Mr BROWN (Canobolas) - Although I sit upon the Opposition benches, I do not think that I can be charged with entertaining any personal hostility towards the members of the Government, or with having unduly harassed them. I recognise that the business of the country must be carried on, whether it be by a Government having a large or a narrow majority. It very often happens that the business is more efficiently transacted by . a Government with a narrow majority than by one having an overwhelming number of supporters. A Government which is confronted by a weak Opposition very often fails to accomplish its purpose. For these reasons, I am not favorable to anything in the way of opposition which will involve a mere waste of time. The Government appear to think that this debate is a pure waste of time; but it may accomplish some good by directing attention to the unsatisfactory manner in which the busi ness of the country is being carried on by reason of the absence of a large number of honorable members, who, whilst professing to serve the country, are more concerned in looking after their own private interests. I do not agree with the honorable member for Perth, who says that our work is carried on more, effectively, when there is a small attendance of honorable members, than when there is a large one. It is true that a few honorable members sit here for long hours at great personal inconvenience, in order to facilitate the business, and that time is wasted principally by those honorable members who attend only occasionally, and make long speeches to let their constituents know that they are here.

Sir John Forrest - The honorable member himself makes the longest speeches.

Mr BROWN - I do not speak very often - not so often as does the right honorable gentleman, whose speeches occupy more space in Hansard than mine do.
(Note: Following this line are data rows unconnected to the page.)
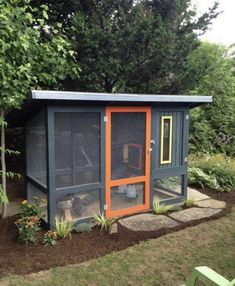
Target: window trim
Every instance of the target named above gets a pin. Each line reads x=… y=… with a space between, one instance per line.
x=163 y=118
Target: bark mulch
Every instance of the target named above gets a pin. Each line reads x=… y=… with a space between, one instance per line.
x=228 y=197
x=16 y=258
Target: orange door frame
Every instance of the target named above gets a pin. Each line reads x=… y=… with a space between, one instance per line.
x=109 y=183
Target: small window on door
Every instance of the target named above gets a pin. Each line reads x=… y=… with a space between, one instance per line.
x=166 y=139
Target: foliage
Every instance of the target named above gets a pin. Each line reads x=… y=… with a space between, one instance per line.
x=83 y=227
x=198 y=176
x=104 y=223
x=50 y=238
x=131 y=46
x=63 y=227
x=189 y=203
x=212 y=128
x=3 y=197
x=27 y=228
x=216 y=172
x=34 y=209
x=161 y=208
x=32 y=55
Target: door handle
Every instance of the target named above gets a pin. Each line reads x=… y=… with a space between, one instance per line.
x=150 y=150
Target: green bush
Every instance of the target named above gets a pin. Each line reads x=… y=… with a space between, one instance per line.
x=50 y=238
x=104 y=223
x=34 y=209
x=63 y=227
x=216 y=172
x=27 y=228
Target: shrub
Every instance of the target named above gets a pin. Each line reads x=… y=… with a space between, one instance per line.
x=161 y=209
x=216 y=172
x=34 y=209
x=27 y=228
x=3 y=197
x=50 y=238
x=63 y=227
x=104 y=223
x=83 y=227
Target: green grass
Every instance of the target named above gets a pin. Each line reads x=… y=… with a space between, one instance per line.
x=168 y=260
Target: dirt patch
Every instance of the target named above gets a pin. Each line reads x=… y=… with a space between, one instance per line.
x=18 y=258
x=228 y=197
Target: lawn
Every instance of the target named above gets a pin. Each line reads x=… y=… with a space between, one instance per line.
x=167 y=260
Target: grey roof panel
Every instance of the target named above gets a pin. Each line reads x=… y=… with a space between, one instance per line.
x=116 y=97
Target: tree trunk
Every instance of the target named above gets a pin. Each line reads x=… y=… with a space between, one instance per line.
x=3 y=163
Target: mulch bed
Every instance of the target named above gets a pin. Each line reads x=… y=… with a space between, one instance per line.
x=16 y=258
x=228 y=197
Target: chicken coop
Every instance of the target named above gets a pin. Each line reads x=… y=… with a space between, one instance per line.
x=111 y=153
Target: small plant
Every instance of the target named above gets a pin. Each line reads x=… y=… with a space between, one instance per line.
x=63 y=227
x=3 y=197
x=50 y=238
x=104 y=223
x=189 y=203
x=83 y=227
x=34 y=209
x=216 y=172
x=161 y=209
x=27 y=228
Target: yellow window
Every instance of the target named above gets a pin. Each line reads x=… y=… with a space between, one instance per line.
x=166 y=139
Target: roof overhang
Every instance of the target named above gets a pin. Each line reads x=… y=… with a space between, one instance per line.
x=118 y=97
x=42 y=98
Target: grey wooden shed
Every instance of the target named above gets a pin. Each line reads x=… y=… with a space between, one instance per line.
x=110 y=153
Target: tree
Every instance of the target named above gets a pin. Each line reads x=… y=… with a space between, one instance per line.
x=131 y=46
x=212 y=127
x=28 y=60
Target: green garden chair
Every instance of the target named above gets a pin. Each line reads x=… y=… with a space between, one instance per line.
x=208 y=275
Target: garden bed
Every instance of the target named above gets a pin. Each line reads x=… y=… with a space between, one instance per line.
x=228 y=197
x=16 y=258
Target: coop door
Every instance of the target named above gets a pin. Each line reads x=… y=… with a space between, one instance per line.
x=127 y=160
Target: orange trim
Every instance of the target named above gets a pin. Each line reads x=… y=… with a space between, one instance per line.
x=125 y=181
x=145 y=179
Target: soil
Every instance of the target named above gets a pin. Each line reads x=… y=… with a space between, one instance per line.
x=16 y=258
x=228 y=197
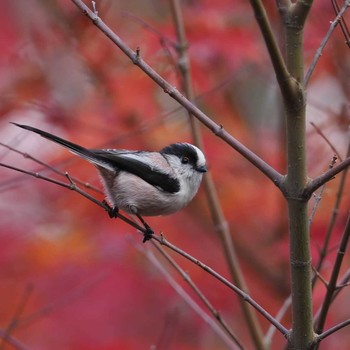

The honorable members referred to make long speeches, and then clear out again. That is the last that is seen of them, so far as the actual work of the House is concerned. The present condition of affairs is not a healthy one, because honorable members who conscientiously attend to their duties are expected to make up for the deficiencies of those honorable members who attend here only when they desire to deliver a speech. Some reform should be effected in this direction. We. do not want more talk or longer speeches, but a more regular attendance, and fuller consideration of the measures -which are being placed upon the Statute-book. The Prime Minister, when he was Premier of New South Wales, was able to arrange for all-night sittings, and, indeed, all-week sittings, in order to push through the work of the country. He had no difficulty in maintaining a quorum, because he had the Labour Party behind him. He must now realize that he is in a very different position, and that if he desires to keep a House he must rely upon supporters who have not been remarkable for the regularity of their attendance. Honorable members should recognise their obligation to attend here, not merely for the purpose of maintaining a quorum, but also in order that the measures which are brought before us shall fairly reflect the wishes of our constituents. The honorable member for Barrier has done good service in raising this question, and pointing to the need of more regular attendance on the part of honorable members.